I architected the AI backend end-to-end: the ADK multi-agent engine, the async FastAPI hot path, the ranking/consensus/trust algorithms, and the concurrency model. I refactored inherited prototype modules into the canonical ADK Skills pattern, hardened five documented race conditions with Firestore transactions and idempotent claims, and led technical direction for a junior engineer — including presenting the vector-retrieval trade-off analysis (Firestore findNearest vs. Vertex AI Search vs. Qdrant) to senior stakeholders for sign-off.

Architecture

Mobile app4 mini-games API GatewayFirebase JWT Cloud Run (private)FastAPI · async hot pathprefetch queues 12 agentsTopicSelector · ADK LlmAgentQualityGuard · LLM verdictsGameSelector · borderline LLM9 deterministic (Elo, consensus,trust, scoring, ranking…) Gemini 2.5 Flashvia ADK Runner · 5 Skills Vertex AI Searchsemantic retrieval + local re-rank Firestore · 15 collectionsplayers · queues · labels · rankings · configs (TTL-cached) · dead letters Cloud Functions + Schedulerrefill triggers · 7 maintenance crons Hybrid decision logic: deterministic thresholds handle clear cases; the LLM reasons only on the ±0.05 borderline band — with every verdict persisted for audit. Prefetch queue + pre-signed GCS URLs + background refill keep question-serving on the sub-second design target at scale.

LLM-driven reasoning, no hardcoded routing. The flagship TopicSelectorAgent is a Google ADK LlmAgent with a SkillToolset exposing 13 structured Firestore tools. The LLM itself reasons over nine personalization signals — weighted topic distributions, player history, per-player deduplication — and authors the Vertex AI Search query. The orchestrator owns which bucket; the model owns what within it, returning Pydantic-validated structured output.

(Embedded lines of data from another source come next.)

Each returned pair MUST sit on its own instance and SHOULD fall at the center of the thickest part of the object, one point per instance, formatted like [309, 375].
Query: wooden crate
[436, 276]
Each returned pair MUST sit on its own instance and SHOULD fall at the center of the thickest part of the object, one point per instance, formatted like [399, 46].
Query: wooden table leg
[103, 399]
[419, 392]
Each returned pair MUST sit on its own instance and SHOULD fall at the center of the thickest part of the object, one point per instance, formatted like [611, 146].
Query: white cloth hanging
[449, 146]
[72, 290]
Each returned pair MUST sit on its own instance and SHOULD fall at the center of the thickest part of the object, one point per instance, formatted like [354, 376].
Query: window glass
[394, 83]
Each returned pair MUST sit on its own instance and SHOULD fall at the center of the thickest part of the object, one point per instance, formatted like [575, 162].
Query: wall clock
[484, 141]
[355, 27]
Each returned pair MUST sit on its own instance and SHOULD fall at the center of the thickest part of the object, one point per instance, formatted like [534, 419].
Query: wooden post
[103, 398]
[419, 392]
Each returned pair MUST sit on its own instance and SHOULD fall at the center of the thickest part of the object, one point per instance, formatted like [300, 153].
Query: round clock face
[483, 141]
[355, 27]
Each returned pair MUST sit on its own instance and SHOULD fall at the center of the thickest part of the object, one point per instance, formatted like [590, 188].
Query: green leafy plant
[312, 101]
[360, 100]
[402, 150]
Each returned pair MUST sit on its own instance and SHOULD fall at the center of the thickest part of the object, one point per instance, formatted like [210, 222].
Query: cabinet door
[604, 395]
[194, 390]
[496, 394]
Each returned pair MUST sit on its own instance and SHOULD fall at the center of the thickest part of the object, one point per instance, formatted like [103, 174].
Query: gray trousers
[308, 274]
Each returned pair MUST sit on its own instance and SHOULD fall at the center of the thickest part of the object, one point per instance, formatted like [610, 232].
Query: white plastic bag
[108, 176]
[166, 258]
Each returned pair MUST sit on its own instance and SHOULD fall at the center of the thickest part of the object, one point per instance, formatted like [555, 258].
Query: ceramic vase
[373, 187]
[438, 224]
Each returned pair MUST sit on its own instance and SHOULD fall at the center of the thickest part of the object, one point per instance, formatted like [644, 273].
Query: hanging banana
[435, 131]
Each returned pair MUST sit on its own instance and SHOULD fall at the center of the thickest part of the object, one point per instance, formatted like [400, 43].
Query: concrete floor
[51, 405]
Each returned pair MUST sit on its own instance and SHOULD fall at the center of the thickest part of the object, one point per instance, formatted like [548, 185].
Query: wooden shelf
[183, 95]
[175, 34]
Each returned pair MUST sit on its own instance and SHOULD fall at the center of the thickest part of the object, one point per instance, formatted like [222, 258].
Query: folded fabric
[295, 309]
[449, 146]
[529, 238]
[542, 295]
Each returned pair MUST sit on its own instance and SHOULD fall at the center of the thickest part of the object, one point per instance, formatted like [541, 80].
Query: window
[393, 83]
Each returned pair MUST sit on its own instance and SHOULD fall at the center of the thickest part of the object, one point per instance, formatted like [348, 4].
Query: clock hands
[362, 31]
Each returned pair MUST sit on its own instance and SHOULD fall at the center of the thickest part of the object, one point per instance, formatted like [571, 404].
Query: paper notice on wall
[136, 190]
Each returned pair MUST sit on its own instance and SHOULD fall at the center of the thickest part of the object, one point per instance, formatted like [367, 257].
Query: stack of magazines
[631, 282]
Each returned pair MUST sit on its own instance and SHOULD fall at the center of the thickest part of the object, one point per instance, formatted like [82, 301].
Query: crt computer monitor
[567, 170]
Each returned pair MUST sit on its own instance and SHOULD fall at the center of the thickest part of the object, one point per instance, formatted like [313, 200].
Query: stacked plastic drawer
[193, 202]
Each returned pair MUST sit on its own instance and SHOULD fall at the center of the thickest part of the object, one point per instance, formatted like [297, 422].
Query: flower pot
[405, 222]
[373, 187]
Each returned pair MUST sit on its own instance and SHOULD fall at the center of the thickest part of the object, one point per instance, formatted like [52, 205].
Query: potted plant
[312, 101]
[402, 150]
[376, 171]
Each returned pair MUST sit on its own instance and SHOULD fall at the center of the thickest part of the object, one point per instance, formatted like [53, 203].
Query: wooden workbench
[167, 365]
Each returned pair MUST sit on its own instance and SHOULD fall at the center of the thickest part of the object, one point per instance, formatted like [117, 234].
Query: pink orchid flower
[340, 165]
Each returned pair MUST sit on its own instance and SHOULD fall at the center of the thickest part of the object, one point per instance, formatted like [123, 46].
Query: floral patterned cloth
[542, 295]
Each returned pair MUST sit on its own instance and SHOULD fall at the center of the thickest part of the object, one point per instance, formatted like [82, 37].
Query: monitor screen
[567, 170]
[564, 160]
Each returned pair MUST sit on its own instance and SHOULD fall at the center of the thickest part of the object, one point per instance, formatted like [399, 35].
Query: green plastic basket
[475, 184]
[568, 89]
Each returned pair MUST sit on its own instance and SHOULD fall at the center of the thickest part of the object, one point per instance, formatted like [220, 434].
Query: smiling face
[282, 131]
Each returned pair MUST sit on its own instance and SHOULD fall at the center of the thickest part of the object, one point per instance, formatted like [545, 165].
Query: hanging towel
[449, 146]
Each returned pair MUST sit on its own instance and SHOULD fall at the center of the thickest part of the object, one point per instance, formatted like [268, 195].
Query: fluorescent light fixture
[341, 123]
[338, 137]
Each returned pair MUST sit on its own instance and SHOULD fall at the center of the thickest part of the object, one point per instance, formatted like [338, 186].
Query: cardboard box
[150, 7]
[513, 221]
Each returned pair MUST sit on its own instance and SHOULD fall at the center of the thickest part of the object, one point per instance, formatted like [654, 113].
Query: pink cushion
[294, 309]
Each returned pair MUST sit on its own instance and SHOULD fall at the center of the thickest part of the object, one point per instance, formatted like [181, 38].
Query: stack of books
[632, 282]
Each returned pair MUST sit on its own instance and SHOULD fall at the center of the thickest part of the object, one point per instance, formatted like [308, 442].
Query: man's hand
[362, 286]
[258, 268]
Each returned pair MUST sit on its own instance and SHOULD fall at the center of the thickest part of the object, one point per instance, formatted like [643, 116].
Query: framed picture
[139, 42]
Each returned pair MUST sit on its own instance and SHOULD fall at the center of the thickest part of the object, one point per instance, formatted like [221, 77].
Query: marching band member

Deterministic where it should be. Consensus routing, Bradley-Terry Elo pairwise ranking (K=32 cold / 16 settled), trust scoring, anti-gaming (multi-signal: speed, monotony, stagnation, intransitivity — shadow-ban as data, never code paths), and scoring are pure Python. LLMs are reserved for judgment calls; math stays math.

Tech stack

Google ADKGemini 2.5 FlashVertex AI SearchFirestore (async)Cloud RunCloud FunctionsCloud SchedulerFastAPIPydanticscikit-learnPython

Key design decisions & trade-offs

  • Vertex AI Search over Firestore findNearest / Qdrant. Managed retrieval avoids owning an embedding pipeline and prevents Firestore composite-index explosion; the trade-off — less ranking control — is mitigated by a local re-ranking agent. I presented this analysis to stakeholders for architecture sign-off.
  • ADK Skills over direct LLM calls. Five SKILL.md packages with per-skill tool gating load capabilities incrementally, keeping the agent’s context window small instead of dumping every signal into one prompt blob.
  • LLM only on the borderline. Game/difficulty progression uses cheap deterministic thresholds; only the ±0.05 ambiguous band escalates to Gemini — and fails open to a safe default. Cost control plus a full audit trail.
  • Config as data. Eleven Firestore config documents behind a 5-minute TTL in-memory cache: admins tune every threshold — consensus, scoring, trust weights, queue targets — with zero redeployment.
  • Concurrency hardening. Idempotent session claims via create() (AlreadyExists → early return), deterministic label IDs, atomic increments for XP — closing five documented race conditions.

Scope & results

~7,800 lines · 12 agents · 18 tool modules · 5 ADK skills · 15 Firestore collections · 19 composite indexes · 17 unit + 7 integration test files

The engine is designed for 100K+ concurrent users and 50K+ images/day, with a prefetch-queue architecture (pre-signed GCS URLs, background refill service) engineered for sub-second question serving at that target scale. Client and platform details are confidential; the numbers above are verified from the codebase.